Chris Dieweld, Emil Moolah and Koos Spahr surrounded Trudy’s detective demanding to know what news he had brought. Dieweld was big and blond with a great cows-lick combed back from his forehead like a frozen wave, Moolah thin and springy with a mouth full of gold teeth and Spahr, bespectacled, with a round expressionless face and astonishingly bright blue eyes, gave no clue to his expertise with the parcel bomb. Nokkles knew Spahr as one of the men on Kuiker’s security staff. The others he thought he knew vaguely from photographs of the President in foreign parts. Dieweld, he vaguely remembered, had disgraced himself by fainting when a demented maize farmer had attempted to shoot the President at the official opening of the Monument to Heroes of the Mauritian Invasion.
Nokkles’ first question was about Bubé. The President was in Geneva, he had it on the best authority. Trace the President and surely the others could not be far away?
The security men looked glum. They too had heard of the President’s visit to London. They had heard he was on his way to Geneva. They had met every plane. But the old fox must have disguised himself because he eluded them.
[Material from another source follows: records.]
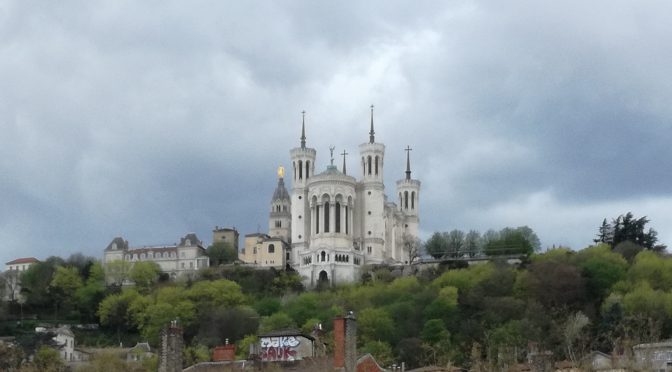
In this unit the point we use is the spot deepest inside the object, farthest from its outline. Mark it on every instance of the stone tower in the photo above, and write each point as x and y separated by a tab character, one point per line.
408	190
303	167
371	230
279	222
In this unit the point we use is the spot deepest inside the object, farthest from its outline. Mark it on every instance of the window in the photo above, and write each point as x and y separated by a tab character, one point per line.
376	165
338	217
326	216
317	219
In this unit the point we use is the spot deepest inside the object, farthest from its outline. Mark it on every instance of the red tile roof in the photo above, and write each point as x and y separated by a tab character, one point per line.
23	260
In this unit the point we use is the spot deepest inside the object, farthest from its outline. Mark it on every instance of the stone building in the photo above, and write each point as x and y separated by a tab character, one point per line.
226	235
338	223
186	257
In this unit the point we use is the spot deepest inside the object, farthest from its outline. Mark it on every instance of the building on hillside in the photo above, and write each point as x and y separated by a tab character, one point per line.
175	260
226	235
272	249
12	277
334	223
265	251
21	264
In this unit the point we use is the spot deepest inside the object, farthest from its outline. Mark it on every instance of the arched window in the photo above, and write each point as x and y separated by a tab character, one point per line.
338	217
326	216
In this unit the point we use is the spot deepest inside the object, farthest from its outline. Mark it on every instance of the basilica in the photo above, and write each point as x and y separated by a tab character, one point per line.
332	223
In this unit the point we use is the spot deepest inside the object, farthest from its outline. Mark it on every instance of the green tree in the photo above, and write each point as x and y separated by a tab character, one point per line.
511	241
218	292
375	324
115	311
437	245
381	351
48	360
35	283
455	242
434	331
221	253
144	274
92	292
64	284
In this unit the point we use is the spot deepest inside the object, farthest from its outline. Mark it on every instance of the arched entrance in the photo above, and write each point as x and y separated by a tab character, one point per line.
323	280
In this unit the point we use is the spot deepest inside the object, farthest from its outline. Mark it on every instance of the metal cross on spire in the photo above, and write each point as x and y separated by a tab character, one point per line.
408	150
372	133
303	129
344	154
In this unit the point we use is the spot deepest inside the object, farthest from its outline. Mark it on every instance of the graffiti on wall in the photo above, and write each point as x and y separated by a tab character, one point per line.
282	348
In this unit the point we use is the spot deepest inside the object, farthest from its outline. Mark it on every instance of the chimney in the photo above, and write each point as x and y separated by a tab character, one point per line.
345	343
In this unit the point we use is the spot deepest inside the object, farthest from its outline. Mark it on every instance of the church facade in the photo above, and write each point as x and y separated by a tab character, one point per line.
335	223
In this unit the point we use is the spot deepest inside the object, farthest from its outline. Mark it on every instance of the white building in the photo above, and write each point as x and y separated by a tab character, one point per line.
338	222
186	257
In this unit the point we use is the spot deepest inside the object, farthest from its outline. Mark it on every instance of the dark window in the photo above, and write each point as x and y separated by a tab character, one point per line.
326	217
338	217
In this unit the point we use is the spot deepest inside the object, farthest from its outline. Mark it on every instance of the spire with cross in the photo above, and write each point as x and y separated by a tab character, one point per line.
303	129
372	133
408	150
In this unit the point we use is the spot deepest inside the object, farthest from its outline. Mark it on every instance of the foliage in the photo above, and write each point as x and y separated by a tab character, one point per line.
48	360
381	351
627	227
144	274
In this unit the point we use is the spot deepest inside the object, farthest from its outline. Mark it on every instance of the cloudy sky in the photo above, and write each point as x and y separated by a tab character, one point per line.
152	119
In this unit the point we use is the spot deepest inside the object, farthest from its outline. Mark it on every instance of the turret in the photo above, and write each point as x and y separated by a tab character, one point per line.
303	168
408	191
371	205
279	222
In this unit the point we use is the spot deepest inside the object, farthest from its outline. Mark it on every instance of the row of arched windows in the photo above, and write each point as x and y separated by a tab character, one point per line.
370	165
323	215
404	199
150	255
280	208
300	169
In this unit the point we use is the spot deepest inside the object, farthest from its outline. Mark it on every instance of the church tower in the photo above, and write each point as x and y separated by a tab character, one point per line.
279	221
408	190
303	167
371	211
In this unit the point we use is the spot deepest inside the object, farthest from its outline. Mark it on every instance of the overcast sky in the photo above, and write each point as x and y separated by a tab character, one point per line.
149	120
‘Remember,’ said Moolah, ‘the President visited most of the European capitals during his celebrated tour and was never once recognised. What chance did we stand?’
As for Blanchaille and Kipsel, they stood on the moving pavement carrying them towards passport control and Customs, gazing with fascination at the advertisements for watches sculpted from coins, or carved from ingots, the offer of hotels so efficient they operated without manpower and the multitude of advertisements in cunningly illuminated panels alongside the moving pavement showing deep blue lakes and icing sugar alps. Most of all they stared at the multitudinous shapes and forms of gold to be purchased, ingots, coins, pendants, lozenges; some cute and almost edible came in little cubes, fat and yellow like processed cheese. How extraordinary that so much treasure should be produced from the deep, black, stony heart of their country.
This reverie was broken by a chauffeur in smart green livery who carried a sign reading ‘Reverend Blanchaille’ and announced that he had instructions to transport them to ‘the big house on the hill’, where a friend awaited them.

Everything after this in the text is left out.